Dolores Fonzi ganó el Goya a la mejor película Iberoamericana con su película Belén, en la gran gala anual del cine español en la que Los Domingos, de la española Alauda Ruiz de Azúa, se llevó los principales galardones, entre ellos el de mejor dirección y mejor película.
La directoria levantó el premio junto a la productora Leticia Cristi y en su discurso alertó a España sobre el auge de la ultraderecha. «Vengo del pasado», de un país «donde se está vendiendo hasta el agua», aseguró.
La actriz y directora aseguró que somos las películas que hacemos, y en estos momentos el mundo se ha convertido en «una película de terror» y, como ejemplo de ello, ha citado el genocidio en Gaza, la situación de las mujeres en Irán y la persecución a los migrantes en Estados Unidos.
«Y esa película de terror no somos nosotros, no somos la humanidad y no lo podemos seguir permitiendo. Ustedes, que tienen tiempo aún, no caigan en la trampa; la ultraderecha vino a destruirlo a todo», agregó.
Basada en el libro Somos Belén, de Ana Correa, el filme de Fonzi narra la historia real de una joven de Tucumán que en 2014 fue condenada a ocho años de prisión por homicidio tras sufrir un aborto espontáneo, en una época en la que la interrupción del embarazo era ilegal en Argentina.

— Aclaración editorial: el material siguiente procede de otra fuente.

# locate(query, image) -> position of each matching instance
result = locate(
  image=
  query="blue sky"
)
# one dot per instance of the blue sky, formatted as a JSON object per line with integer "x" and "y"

Belén tenía como contrincantes a La misteriosa mirada del flamenco, de Diego Céspedes (Chile); La piel del agua, de Patricia Velásquez (Costa Rica); Manas, de Marianna Brennand (Brasil), y Un poeta, de Simón Mesa Soto (Colombia), cintas que también habían tenido un recorrido previo en festivales internacionales de gran calado.
Sirat, de Oliver Laxe, fue la película que obtuvo más premios, 6 en total, mientras que el noruego Joachim Trier se hizo con el galardón a la mejor película europea por Sentimental Value, que lleva una trayectoria ascendente en el camino hacia los Óscar.